The Association of Natural Rubber Producing Countries (ANRPC) is happy to release its Natural Rubber Trends & Statistics, December 2016.
We have entered a New Year with new expectations and hopes. We are also at the doorstep of a New Chinese Lunar Year, the Year of Rooster, which starts on 28 January. The year 2016 has passed by witnessing a rebound in natural rubber prices in the fourth quarter, driven by recovery in crude oil market, supply concerns mainly caused by floods in South Thailand, renewed expectation of a US-led faster global economic recovery and the resultant improved demand outlook.
The recovery in crude oil price was driven by the OPEC’s deal on 30 November to cut output by 1.2 million barrels per day (bpd) for six months from January 2017. Following OPEC’s decision, producers from outside OPEC, led by Russia, agreed to reduce output by 558,000 bpd, the largest non-OPEC contribution ever. While Brent crude oil prices rose 24% from end of September to end of December 2016, rubber prices (SMR-20 in Kuala Lumpur) jumped 43% during the same period. Short-Term Energy Outlook released on 10 January 2017 by the US Energy Information Administration signals Brent crude oil averaging at US$ 53 per barrel in 2017, up 20.5% from US$ 44 per barrel in 2016. While the anticipated higher feedstock prices can make synthetic rubbers more expensive in 2017, they offer reason for rubber growers to cheer in the New Year.
Twelve provinces in South Thailand are severely affected by the region’s worst floods in the past three decades. South Thailand is the latex bowl of the world. Thailand accounts for 37% of the global supply of natural rubber and 70% of the country’s output comes from its south. According to a preliminary assessment made by the Rubber Authority of Thailand, the flood is likely to shave out at least 360,000 tonnes from Thailand’s output of NR expected in 2017. The country will be able to produce only 4.381 million tonnes in 2017 as against 4.741 million tonnes originally expected.

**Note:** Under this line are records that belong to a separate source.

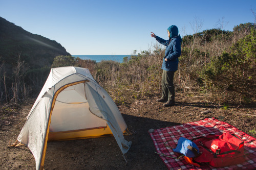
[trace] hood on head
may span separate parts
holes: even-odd
[[[170,26],[167,29],[167,30],[169,31],[169,32],[170,33],[170,38],[177,36],[179,34],[179,30],[178,29],[178,27],[176,26]]]

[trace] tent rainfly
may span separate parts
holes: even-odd
[[[88,69],[58,67],[51,70],[17,140],[30,149],[36,169],[42,169],[48,141],[114,135],[125,154],[132,144],[123,137],[126,128],[115,103]]]

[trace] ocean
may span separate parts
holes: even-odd
[[[99,62],[102,60],[113,60],[122,63],[124,57],[130,57],[131,55],[73,55],[74,57],[79,57],[83,60],[96,60]]]

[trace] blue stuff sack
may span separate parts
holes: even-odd
[[[200,155],[199,149],[196,143],[183,137],[179,139],[176,148],[173,149],[173,151],[188,158],[196,157]]]

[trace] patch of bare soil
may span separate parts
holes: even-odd
[[[45,169],[166,169],[147,131],[207,117],[214,117],[256,137],[256,104],[229,106],[224,110],[200,96],[177,94],[176,104],[164,107],[157,95],[118,106],[130,131],[125,136],[133,144],[125,154],[127,162],[114,137],[49,142]],[[0,108],[0,169],[34,169],[34,157],[26,146],[9,147],[16,141],[34,100],[19,108]]]

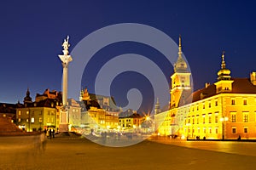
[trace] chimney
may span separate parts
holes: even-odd
[[[208,88],[210,86],[209,82],[206,82],[206,88]]]
[[[251,73],[250,79],[251,79],[252,84],[253,84],[255,86],[256,85],[256,72],[253,71]]]

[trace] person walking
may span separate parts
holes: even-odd
[[[55,129],[52,130],[52,138],[55,138]]]
[[[49,138],[51,139],[51,128],[50,129],[49,129]]]
[[[46,137],[48,139],[49,139],[49,129],[46,130]]]

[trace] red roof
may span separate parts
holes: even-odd
[[[231,78],[233,80],[232,91],[223,92],[225,94],[255,94],[256,86],[253,85],[249,78]],[[199,101],[203,99],[207,99],[216,95],[216,86],[214,84],[209,85],[207,88],[204,88],[194,92],[185,99],[185,105]]]

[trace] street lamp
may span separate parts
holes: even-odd
[[[186,126],[187,126],[187,131],[188,131],[188,135],[187,135],[187,139],[189,139],[189,128],[190,126],[190,123],[187,123]]]
[[[220,118],[220,122],[222,122],[222,139],[224,139],[224,132],[225,132],[225,123],[229,120],[228,117],[223,116]]]

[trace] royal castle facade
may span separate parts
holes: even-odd
[[[191,72],[183,57],[181,38],[171,76],[170,109],[156,112],[160,135],[207,139],[256,139],[256,72],[234,78],[222,54],[218,81],[192,92]]]

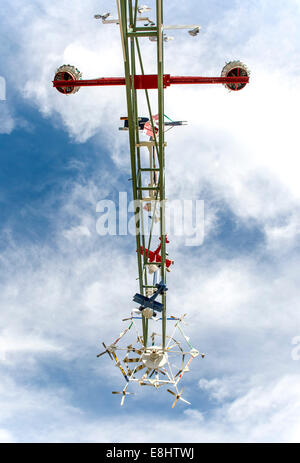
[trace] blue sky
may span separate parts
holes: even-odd
[[[189,122],[167,135],[167,197],[205,204],[204,243],[169,245],[169,310],[188,313],[207,353],[184,376],[192,405],[172,410],[167,392],[140,388],[121,408],[111,394],[121,374],[96,358],[137,291],[134,237],[96,231],[98,201],[131,194],[125,91],[64,97],[51,80],[63,63],[86,78],[123,75],[117,28],[93,19],[115,5],[6,2],[1,442],[299,441],[299,2],[164,3],[166,23],[202,25],[195,39],[172,34],[167,73],[219,75],[232,59],[251,70],[242,92],[165,92],[166,114]],[[153,44],[143,45],[150,73]]]

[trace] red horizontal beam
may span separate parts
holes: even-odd
[[[164,88],[173,84],[247,84],[248,76],[238,77],[199,77],[199,76],[176,76],[170,74],[163,76]],[[91,80],[54,80],[53,87],[92,87],[103,85],[125,85],[124,77],[101,77]],[[134,87],[137,90],[158,88],[157,75],[134,76]]]
[[[248,76],[238,77],[198,77],[198,76],[176,76],[170,77],[169,85],[172,84],[247,84]]]

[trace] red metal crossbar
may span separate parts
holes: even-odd
[[[178,84],[247,84],[248,76],[237,77],[199,77],[199,76],[170,76],[164,74],[164,88]],[[54,80],[53,87],[91,87],[103,85],[125,85],[124,77],[101,77],[91,80]],[[157,74],[134,76],[134,88],[137,90],[158,88]]]

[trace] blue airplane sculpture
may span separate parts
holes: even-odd
[[[157,291],[155,291],[155,293],[151,297],[146,297],[138,293],[134,295],[133,300],[134,302],[141,304],[141,311],[144,310],[146,307],[149,307],[150,309],[156,310],[157,312],[162,312],[164,307],[163,304],[157,302],[155,299],[164,291],[168,291],[168,288],[166,287],[163,281],[157,283],[155,286],[157,287]]]

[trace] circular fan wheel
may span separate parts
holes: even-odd
[[[224,66],[221,72],[221,77],[239,77],[239,76],[249,77],[249,75],[250,75],[249,69],[247,68],[245,64],[241,63],[241,61],[230,61]],[[230,83],[230,84],[224,84],[224,85],[228,90],[233,90],[236,92],[238,90],[242,90],[242,88],[246,87],[247,84]]]
[[[54,76],[54,80],[80,80],[82,77],[81,72],[75,68],[74,66],[71,66],[70,64],[64,64],[63,66],[60,66],[56,74]],[[80,87],[56,87],[56,89],[60,92],[63,93],[64,95],[71,95],[73,93],[78,92]]]

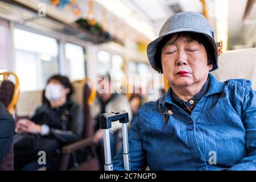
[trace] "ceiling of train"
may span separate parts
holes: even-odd
[[[18,1],[18,0],[16,1]],[[88,1],[88,0],[86,1]],[[79,0],[78,2],[83,5],[83,3],[85,3],[86,1]],[[105,0],[101,1],[105,2]],[[108,1],[109,2],[110,0]],[[151,26],[155,35],[158,34],[160,28],[164,21],[174,13],[183,11],[191,11],[199,13],[202,13],[203,11],[201,0],[111,1],[119,1],[122,2],[137,15],[139,16],[140,18],[146,22],[148,25]],[[6,2],[9,1],[1,1]],[[30,22],[39,21],[39,19],[35,18],[34,14],[24,13],[21,11],[17,10],[17,9],[8,10],[8,9],[6,9],[5,11],[3,10],[3,7],[6,5],[1,3],[1,1],[0,13],[2,11],[2,16],[5,15],[8,16],[9,19],[13,18],[14,19],[20,19],[21,20],[20,20],[21,21],[25,20]],[[22,1],[19,0],[19,1]],[[101,0],[95,0],[94,1],[97,2],[98,3],[103,2],[101,1]],[[256,21],[255,20],[256,18],[255,2],[256,1],[255,0],[205,0],[210,22],[216,28],[218,28],[221,30],[226,30],[226,39],[227,40],[228,39],[229,49],[233,49],[235,48],[234,46],[236,44],[241,44],[240,45],[241,46],[237,46],[237,48],[242,48],[243,46],[250,47],[250,43],[247,42],[250,42],[250,40],[256,40],[256,34],[255,33],[255,30],[256,29]],[[247,11],[246,10],[246,5],[249,3],[249,2],[250,3],[250,11]],[[7,12],[6,11],[16,11],[16,12]],[[96,11],[98,11],[97,7],[96,7]],[[246,11],[249,13],[248,14],[246,21],[243,21],[243,16],[245,12]],[[17,15],[19,15],[19,13],[22,15],[20,16]],[[35,20],[33,20],[33,19],[35,19]],[[65,18],[65,19],[68,19]],[[73,20],[73,19],[72,20]],[[218,20],[222,23],[220,24],[221,26],[217,24],[217,22]],[[65,31],[67,32],[67,34],[69,31],[72,32],[72,27],[65,26],[65,28],[63,28],[63,24],[56,23],[55,22],[51,22],[51,21],[47,20],[47,22],[42,22],[42,20],[40,20],[39,22],[41,22],[40,24],[48,24],[49,27],[59,27],[60,28],[59,28],[64,30]],[[29,22],[27,23],[29,23]],[[57,28],[56,27],[56,28]],[[217,29],[216,29],[216,34],[218,34],[219,33],[218,31],[216,31],[216,30],[218,30]],[[80,30],[79,29],[76,30],[77,32],[73,32],[74,34],[81,35]],[[224,34],[222,34],[221,36],[222,35]],[[217,35],[217,38],[221,39],[221,36]],[[152,38],[152,36],[151,37]],[[252,37],[254,38],[252,39]],[[86,38],[85,39],[86,39]]]
[[[127,6],[137,12],[142,17],[150,23],[156,32],[158,33],[165,20],[174,13],[191,11],[203,13],[202,4],[200,0],[122,0]],[[212,24],[216,26],[216,19],[220,14],[220,7],[214,9],[214,3],[218,0],[206,0],[208,14],[211,19]],[[246,36],[250,32],[254,32],[256,29],[255,21],[245,23],[242,20],[247,0],[220,0],[217,6],[226,6],[225,10],[228,13],[229,48],[233,49],[234,44],[246,44]],[[227,3],[226,3],[227,2]],[[249,13],[249,19],[255,19],[256,15],[256,1]],[[216,10],[217,9],[217,10]],[[219,11],[218,11],[219,10]],[[225,9],[224,9],[225,11]],[[216,27],[214,27],[216,28]],[[220,38],[220,39],[221,39]],[[238,47],[240,48],[241,47]]]

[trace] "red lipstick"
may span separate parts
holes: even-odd
[[[179,72],[177,72],[176,75],[179,75],[179,76],[186,76],[189,73],[185,71],[179,71]]]

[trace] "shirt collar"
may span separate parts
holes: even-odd
[[[205,96],[222,92],[223,91],[226,84],[218,81],[218,80],[217,80],[210,73],[209,73],[208,79],[209,89],[208,92],[206,92],[206,94],[205,94]],[[166,94],[160,98],[159,104],[164,104],[168,103],[170,104],[174,104],[174,102],[171,98],[172,97],[171,96],[172,92],[172,89],[170,87]]]
[[[204,96],[208,91],[209,86],[209,77],[207,78],[207,80],[203,86],[200,91],[195,94],[192,98],[190,98],[187,102],[179,98],[176,94],[172,91],[171,92],[171,97],[174,102],[180,105],[185,105],[185,106],[190,106],[192,104],[197,104],[200,100],[204,97]],[[192,101],[192,103],[191,101]]]

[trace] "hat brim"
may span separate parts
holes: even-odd
[[[155,69],[158,71],[157,67],[156,66],[156,61],[161,61],[161,60],[156,60],[156,55],[157,53],[157,48],[158,44],[161,42],[163,39],[167,35],[169,35],[171,34],[177,33],[177,32],[192,32],[195,33],[199,33],[201,34],[204,35],[209,40],[209,43],[212,44],[212,47],[214,49],[214,63],[213,63],[213,68],[210,71],[210,72],[213,71],[216,69],[218,68],[218,48],[217,47],[217,43],[215,42],[215,40],[209,36],[208,34],[202,33],[201,32],[191,30],[191,28],[177,28],[175,30],[173,30],[172,31],[170,31],[168,32],[167,33],[162,35],[162,36],[158,37],[155,40],[151,42],[147,47],[147,57],[148,58],[149,61],[150,63],[150,64],[151,65],[151,67]]]

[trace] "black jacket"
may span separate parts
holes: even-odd
[[[70,100],[55,109],[51,109],[48,104],[43,104],[36,109],[31,120],[48,125],[50,127],[48,136],[56,138],[64,144],[80,139],[84,127],[82,110]]]
[[[0,162],[11,146],[14,133],[14,120],[0,101]]]

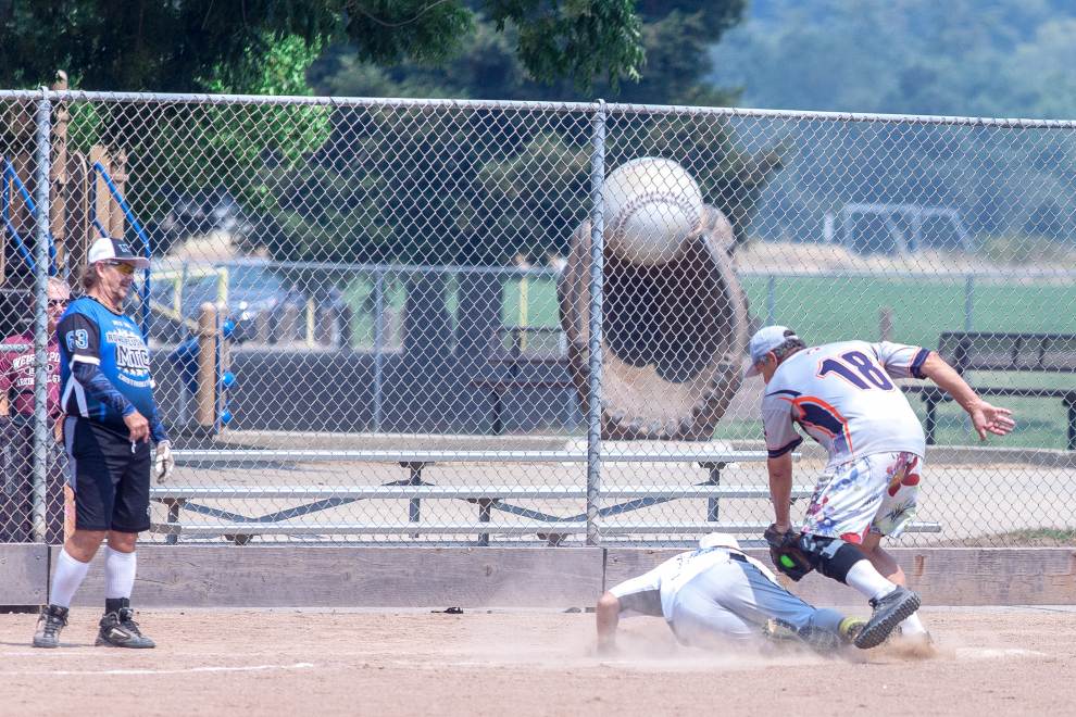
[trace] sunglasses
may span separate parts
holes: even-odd
[[[104,265],[115,268],[115,271],[124,276],[133,276],[135,274],[134,264],[127,264],[126,262],[104,262]]]

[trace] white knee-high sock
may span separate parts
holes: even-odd
[[[67,553],[66,548],[61,550],[57,559],[57,569],[52,574],[52,593],[49,595],[49,603],[60,607],[71,607],[71,599],[75,596],[78,586],[83,584],[89,563],[76,561]]]
[[[111,548],[104,549],[104,596],[108,600],[130,598],[135,587],[135,568],[138,558],[135,552],[121,553]]]
[[[877,600],[897,589],[897,586],[878,573],[871,564],[871,561],[866,558],[852,566],[852,569],[848,571],[848,576],[844,578],[844,582],[859,590],[860,594],[869,600]]]

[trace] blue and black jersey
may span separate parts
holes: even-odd
[[[68,416],[126,432],[124,416],[146,416],[154,441],[167,439],[153,401],[149,349],[138,326],[90,297],[67,306],[57,326],[60,402]]]

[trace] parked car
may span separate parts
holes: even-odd
[[[227,281],[223,291],[222,281]],[[335,287],[304,291],[268,263],[236,263],[218,266],[188,266],[187,273],[161,271],[150,284],[151,305],[165,309],[154,312],[150,335],[165,343],[183,340],[187,334],[178,322],[168,320],[167,310],[175,307],[179,286],[179,313],[198,320],[203,303],[217,304],[227,298],[227,316],[235,323],[233,339],[238,342],[278,343],[305,339],[310,299],[314,300],[314,340],[323,344],[347,345],[350,311],[342,293]]]

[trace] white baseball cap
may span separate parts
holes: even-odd
[[[751,364],[743,369],[743,377],[759,375],[759,362],[766,357],[766,354],[785,343],[789,339],[797,339],[796,331],[787,326],[763,326],[751,337],[748,344],[748,353],[751,354]]]
[[[112,237],[101,237],[90,246],[89,254],[86,256],[89,264],[98,262],[123,262],[134,264],[135,268],[149,268],[149,260],[139,256],[129,243],[123,239]]]

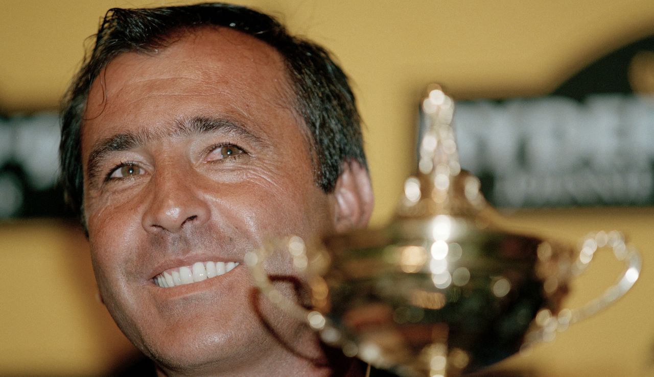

During the three years from 2014 to 2016, global supply of natural rubber, including non-ANRPC, fell by 0.6% average annual rate whereas the demand grew at 3.2% rate. Based on preliminary estimates covering all countries, including non-ANRPC, global supply of NR stood at 11.975 million tonnes during 2016, which was short of the corresponding global demand by 655,000 tonnes. The faster growth in demand helped to absorb the excess supply generated until 2013 and bring favourable balance between demand and supply.
Based on IMF’s World Economic Outlook released in October, global economy is expected to grow at 3.4% growth rate in 2017, faster than 3.1% rate in 2016. In the light of subsequent favourable developments, especially in the US and Europe, IMF is likely to scale-up the outlook for 2017. Based on the emerging global economic scenario anticipated by IMF, global supply of NR will be short of demand by 350,000 tonnes during 2017. The expected deficit in supply is likely to be more severely felt during the period up to May 2017 on account of seasonal factors affecting the supply.
Besides a favourable demand-supply fundamental and anticipated trends in crude oil market, natural rubber market during 2017 is expected to gain from improvement in commodity prices. IMF predicts a 10% jump in the index of “All Commodities” in 2017 as compared to 2016.
However, based on the available picture of emerging global economic scenario, possibility is very limited for a substantial rise in rubber prices during 2017. Presence of large extent of untapped mature area, especially in Malaysia and India, and the space available for increasing the average yield across countries, suggest that supply has the potential to increase much beyond the expected level if prices scale too high. This can prevent the market from scaling substantial up. It also needs to take into account that the possibility of oil prices gaining further or staying at the current level of around US$ 55 per barrel, depend on successful execution of the curtailment programme agreed by the OPEC and non-OPEC countries. Higher oil prices also raise the chances of other oil producers boosting output, particularly the US Shale gas operators.
This issue of ANRPC’s Natural Rubber Trends & Statistics is more comprehensive and future-oriented. Besides the actual figures up to 2015 and preliminary estimates for 2016, it provides the figures anticipated for the first quarter of 2017 and also for the whole year 2017, separate for all ANRPC members accounting for 90% of the global supply of natural rubber. Moreover, it provides annual figures of export of natural rubber from Thailand, Vietnam and Malaysia ,segregated into destination countries, with reference to 2015.
Before I conclude, let me place on a record my appreciation and gratitude to our statistical correspondents in Member Governments who provided the most updated figures and forecasts for 2017. I am particularly grateful to Rubber Authority of Thailand for timely making available the information pertaining to flood-hit South Thailand by making a quick assessment of the situation. I also express my deep sympathy to rubber growers in South Thailand who have badly suffered from the devastating floods. I request esteemed users of Natural Rubber Trends & Statistics to continue supporting us with your valuable feedback.
I wish you all a very successful 2017 and a more prosperous Year of Rooster.